Kıbrıs Postası'ndan Ertuğrul Şenova'nın haberine göre, Uyuşturucu tüketiminin hızla artış gösterdiği ülkemizde 2013 yılından bu yana cezaevine giren hükümlülerin yüzde 43’ü uyuşturucu nedeniyle parmaklıklar ardında. 

Gerek fikirleri, gerek korkuları ve de gerekse arkadaş çevreleri nedeniyle uyuşturucuya başlayan birçok insan, tespit edilerek tutuklandıktan sonra tedavi edilmek yerine hapse sokuluyor.
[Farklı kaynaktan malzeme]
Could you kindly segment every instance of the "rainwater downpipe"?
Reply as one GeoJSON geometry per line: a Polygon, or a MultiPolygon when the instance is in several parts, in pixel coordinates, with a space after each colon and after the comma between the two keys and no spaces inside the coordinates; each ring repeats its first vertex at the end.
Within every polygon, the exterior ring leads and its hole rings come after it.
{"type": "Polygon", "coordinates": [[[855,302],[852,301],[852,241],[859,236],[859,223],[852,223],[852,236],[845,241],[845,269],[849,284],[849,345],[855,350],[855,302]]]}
Cezaevinden çıktıktan sonra toplum nezdinde dışlanan bu insanlar, sicilleri nedeniyle yeni ilişkiler kuramıyor ve yeniden ayni çevrelerle iletişim kurmak zorunda bırakılarak batağın içine yeniden düşüyor, sonsuz bir döngünün içine hapsediliyor.

Kıbrıs Postası, İçişleri Bakanlığı’ndan elde ettiği verilere dayanarak “Hükümlülerin yarısı uyuşturucu mahkûmu!” başlığıyla geçtiğimiz gün manşetten aktardığı bu büyük problemin bir de çözümünü araştırdı.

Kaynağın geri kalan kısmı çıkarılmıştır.